It should have been no different from any other night. A small village, a small tavern, all of them drinking a little too much. But for whatever reason, it wasn’t. Maybe it was the full moon making him uneasy or the fact he had heard someone mutter an insult about true elves as they moved past him at the bar. Something that made him buy a few more drinks than usual, that made his skin a little thinner.

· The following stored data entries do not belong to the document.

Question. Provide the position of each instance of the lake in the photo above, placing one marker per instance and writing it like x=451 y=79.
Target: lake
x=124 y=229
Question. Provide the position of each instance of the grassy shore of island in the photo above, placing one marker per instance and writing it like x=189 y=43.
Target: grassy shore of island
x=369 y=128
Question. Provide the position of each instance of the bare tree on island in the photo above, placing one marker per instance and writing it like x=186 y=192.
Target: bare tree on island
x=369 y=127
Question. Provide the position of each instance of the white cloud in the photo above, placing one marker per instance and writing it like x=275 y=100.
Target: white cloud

He wasn’t quite sure how that had translated to being pressed against the wall of Esfir’s room, her hands on the lapels of his shirt, her lips against his. He remembered a series of snapshots. The others going to bed. Esfir watching him, burning with curiosity as he told some story about his old training. Him finally letting his guard down around her as he never did, their shoulders touching as he leaned back in his seat. He wasn’t used to casual touch, still, even after travelling for so long.
Snapped back to the present, Esfir broke away for a moment. His lips tingled with her absence and he blinked, surprised, wondering if she had realised what an absolutely garbage idea this was.
“One thing.”
“Go on.”
“This doesn’t mean I’m in love with you. I’m bored and you’re here. Okay?”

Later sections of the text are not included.